倉持が通っていた高校の野球部に、まさか御幸くんも所属していた、なんて。

御幸くんはきっと、あたしの知らない倉持をたくさん知っているだろう。



「仲良かったの?」

「仲いいっつーか…1年の秋からスタメン入ったのは俺と倉持だけだし、割とだいぶ一緒にいたな」

「そう…なんだ」

「前に遊夜ちゃんから聞いた好みのタイプ、すげー倉持に似てる奴、と思ったんだよ」

「…そりゃ本人だからね」

「…だよな」

「倉持は、あたしが御幸くんと知り合いなの知ってるの?」

「いや、言ってない」

「そっか」

「遊夜ちゃんはそれでいいの?」

「何が」

「倉持と、もう一回会わなくて」

「分かってる事聞かないでよ」

「それが本音なんて俺、到底思えないんだけど」

「…うるさいなぁ!」


あたしは思わず、机の端をバンと叩いた。


「じゃあ聞くよ、倉持に今彼女はいるの?」

「…それは…」

「正直に答えて」

「…いるけど」

「ほらね」


それなのに、五年も前に別れた彼女が突然連絡をとってどうなるっていうの。




「あの時から、時が止まってるのはあたしだけよ」




そう、いつまでも。

倉持との思い出に縛られて、新しい恋さえできないあたし。


癒えない傷は、時間が流れると共にどんどん深くなってる気がした。



「…遊夜ちゃんは、ずりーよ」

「…は?」

「いつもそんな傷付いた顔して、放っといてって言われて放っておける訳ねぇだろ」

「……」

「好きな女が、そんな辛そうにしてんのによ」


あたしは思わず、ずっと机を見つめていた目線を上げた。

御幸くんと、目が合う。


「倉持の、代わりでいいから」

「だから、無理だって…」

「付き合ってくんなくていーよ、ただ傍にはいさせて」


心配だから、と言って苦笑する御幸くんを前に、あたしは首を横に振ることなんてできなかった。
















何でもない喧嘩で泣いて
いつも君は困っていたね
もっと伝えたい言葉はたくさんあったのに
変わったんだよ
もう泣いてないよ
もう大丈夫だよ



















「あ……雪」


寒いと思った。

あたしはとれかけたマフラーを巻き直す。



「どうしたの?遊夜ちゃん」

「御幸くん、雪だよ」


空に向かって手を伸ばすとひんやりとした。手袋が無ければ霜焼けにでもなってしまいそうだ。


「さむーい」

「何、手、繋ぎたいって?」

「言ってないけど」

「素直じゃないなぁ」


御幸くんは無理矢理あたしの右手をとると、自分の左手ごとポケットに突っ込んだ。

何じゃこりゃ、カップルみたいで凄い恥ずかしいんだけど。


「……」

「…遊夜ちゃんのことだから怒ると思ってたんだけど」

「あ、ごめんちょっと思い出してた」

「倉持のこと?」

「うん」


あたし達が別れたのも、指が悴むような寒い冬の日で、雪が降っていた。

毎年この季節になると必ず思い出してしまう記憶。


「ははっ、相変わらず遊夜ちゃんは倉持倉持だね」

「なに、妬いてんの?」

「…そりゃね」

「毎度ご苦労さま」

「冷たい!雪より冷たい!」


夏のあの日から御幸くんと過ごすことが大幅に増えて、気付けばもう季節は冬になっていた。

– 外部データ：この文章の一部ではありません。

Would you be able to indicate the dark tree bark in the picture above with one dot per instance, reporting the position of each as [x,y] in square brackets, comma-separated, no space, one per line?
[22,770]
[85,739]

相変わらず隣に御幸くんはいるけれど、何か関係が変わった訳でもなく付き合ってもいない。

強いていえば、あたしが少しだけ優しく、御幸くんが少しだけ積極的になった程度だ。


「もうすぐクリスマスだね」

「え?俺と過ごしたいって?」

「だから言ってないけど」

「でも別に予定ないでしょ」

「…御幸くん野球は」

「まぁあるんだけどね」

「何なのあんた」

「夜、迎えに行くからご飯でも行かない?」

「…クリスマスディナー?」

「クリスマスディナー」

「やだよカップルみたいじゃん」

「友達!友達でもクリスマスに晩ご飯くらい食べに行くから!」

「…ほんとかなー」

「ほんと!お願い!」

「あたし、フレンチがいいな」


御幸くんのポケットから自分の手を引っこ抜いて、少し先にあるクリスマスツリーに向かって走った。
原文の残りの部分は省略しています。